Donc, peut-être qu’il y aura des aides à l’horizon. Ou peut-être qu’on pourra souffler et que, plus tard, on pourra voir à nouveau une baisse des taux d’intérêt parce que les banques centrales ont beaucoup augmenté et continue d’augmenter, mais on ne peut pas s’attendre à ce qu’elles augmentent ad vitam aeternam.
Oui. Il y a ce risque qu’elles aillent trop loin et que du coup, il y ait une récession. Et l’inclination des marchés, c’est de prendre en compte des baisses. Alors, on a parlé de l’inflation qui avait persisté, cela va continuer d’être en vent contraire. Et donc, pour les investisseurs, alors qu’on va avoir une croissance qui va ralentir et que l’inflation de basse va rester élevée, quelles sont les options pour les investisseurs? Et pour les décideurs et le gouvernement? - Alors que nous arrivons peut-être dans un environnement de récession, étant donné que l’inflation continue d’augmenter, il y a peu de marge de manœuvre pour le gouvernement et les investisseurs.
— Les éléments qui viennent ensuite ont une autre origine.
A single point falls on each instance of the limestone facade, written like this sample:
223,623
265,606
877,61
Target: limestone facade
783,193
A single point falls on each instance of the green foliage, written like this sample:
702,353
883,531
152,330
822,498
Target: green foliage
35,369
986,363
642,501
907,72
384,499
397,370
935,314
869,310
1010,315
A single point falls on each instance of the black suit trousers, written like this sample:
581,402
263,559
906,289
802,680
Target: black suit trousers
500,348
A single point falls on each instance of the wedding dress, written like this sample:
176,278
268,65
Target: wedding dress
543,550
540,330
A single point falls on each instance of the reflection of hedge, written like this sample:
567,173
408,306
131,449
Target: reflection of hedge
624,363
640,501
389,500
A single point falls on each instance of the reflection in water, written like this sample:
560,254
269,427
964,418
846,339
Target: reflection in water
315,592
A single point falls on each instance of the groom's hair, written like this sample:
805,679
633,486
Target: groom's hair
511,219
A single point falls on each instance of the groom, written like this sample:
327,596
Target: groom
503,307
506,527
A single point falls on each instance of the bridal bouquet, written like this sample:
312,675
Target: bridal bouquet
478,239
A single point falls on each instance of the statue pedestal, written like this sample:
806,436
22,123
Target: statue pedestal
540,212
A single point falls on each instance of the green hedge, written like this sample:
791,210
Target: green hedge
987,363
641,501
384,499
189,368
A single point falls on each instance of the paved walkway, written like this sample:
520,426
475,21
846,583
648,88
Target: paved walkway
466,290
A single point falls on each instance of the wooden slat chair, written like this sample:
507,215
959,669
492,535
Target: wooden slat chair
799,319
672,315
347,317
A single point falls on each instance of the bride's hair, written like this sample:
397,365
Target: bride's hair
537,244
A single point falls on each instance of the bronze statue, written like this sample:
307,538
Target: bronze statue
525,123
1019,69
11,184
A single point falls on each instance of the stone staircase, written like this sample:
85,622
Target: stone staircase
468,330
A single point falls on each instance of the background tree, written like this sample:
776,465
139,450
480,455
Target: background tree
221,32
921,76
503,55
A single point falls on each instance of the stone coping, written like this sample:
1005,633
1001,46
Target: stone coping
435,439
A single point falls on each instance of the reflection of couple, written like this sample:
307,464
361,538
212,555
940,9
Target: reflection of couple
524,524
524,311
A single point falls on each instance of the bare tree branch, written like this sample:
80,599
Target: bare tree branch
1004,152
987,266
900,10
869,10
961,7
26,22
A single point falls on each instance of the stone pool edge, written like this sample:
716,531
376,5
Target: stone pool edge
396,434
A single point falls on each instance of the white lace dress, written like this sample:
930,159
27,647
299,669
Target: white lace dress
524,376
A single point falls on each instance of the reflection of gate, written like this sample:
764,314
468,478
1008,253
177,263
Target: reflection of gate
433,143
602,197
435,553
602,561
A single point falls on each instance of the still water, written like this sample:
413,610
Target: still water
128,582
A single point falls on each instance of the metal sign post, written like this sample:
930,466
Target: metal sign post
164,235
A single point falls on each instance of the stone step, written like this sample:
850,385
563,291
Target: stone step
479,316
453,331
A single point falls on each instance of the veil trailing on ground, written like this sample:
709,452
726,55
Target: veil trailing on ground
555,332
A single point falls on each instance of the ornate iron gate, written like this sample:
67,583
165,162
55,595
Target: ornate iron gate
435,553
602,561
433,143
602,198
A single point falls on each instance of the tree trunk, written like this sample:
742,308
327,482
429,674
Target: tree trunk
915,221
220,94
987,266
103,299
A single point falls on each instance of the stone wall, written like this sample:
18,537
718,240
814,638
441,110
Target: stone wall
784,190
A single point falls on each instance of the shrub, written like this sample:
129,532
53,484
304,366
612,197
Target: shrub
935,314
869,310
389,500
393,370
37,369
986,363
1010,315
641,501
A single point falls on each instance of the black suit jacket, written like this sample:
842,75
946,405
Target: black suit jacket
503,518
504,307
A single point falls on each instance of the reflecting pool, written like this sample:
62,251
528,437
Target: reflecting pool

Alors, on parle beaucoup de stagflation. C’est un mot qu’on prononce beaucoup. Est-ce qu’il s’agit d’une prédiction trop pessimiste?
- Oui. Alors, la stagflation, est-ce que c’est une récession? On se pose beaucoup de questions. Le Canada a son propre talon d’Achille avec le marché de l’immobilier. En Europe, il y a ce même conflit et le problème du gaz par le pipeline Nord trime. En Chine, on a une croissance zéro et une politique de COVID zéro. Donc, si on regarde les différentes régions du monde, on peut considérer que l’Europe et l’Asie n’ont pas les mêmes pressions inflationnistes que nous avons en Amérique du Nord. Ça va être différent d’une région à l’autre du monde. Il est important de voir ce qui se passe dans chaque région du monde, autant pour le reste de l’année que pour l’année prochaine.
Alors, est-ce que c’est là qu’on peut avoir une certaine clarté? L’épisode a débuté en montrant à l’audience une remontée du marché. C’est vrai qu’il est très difficile de savoir ce qui va se passer demain si on se fie aux conditions avec lesquelles on continue de vivre. Pourquoi ne peut-on pas avoir une certaine clarté sur ce qui se passe dans le monde? Est-ce que c’est d’être trop optimiste de penser qu’un jour on en aura une idée?
Nous voulons vraiment avoir une certaine clarté. Avant, on avait un environnement avec peu d’inflation, et une bonne croissance, et pour le moment, ce n’est plus le cas. Il y a beaucoup d’incertitudes et beaucoup de risques géopolitiques qui ne peuvent pas nécessairement maîtriser les décideurs politiques. Ce sera mieux s’il y a une résolution du conflit, la guerre, ou un certain relâchement du côté des produits de base, mais il y a toujours des problèmes avec une pénurie de la main-d’œuvre, toujours des problèmes avec la chaîne d’approvisionnement dans le monde, et donc, cela ne va pas se résoudre du jour au lendemain.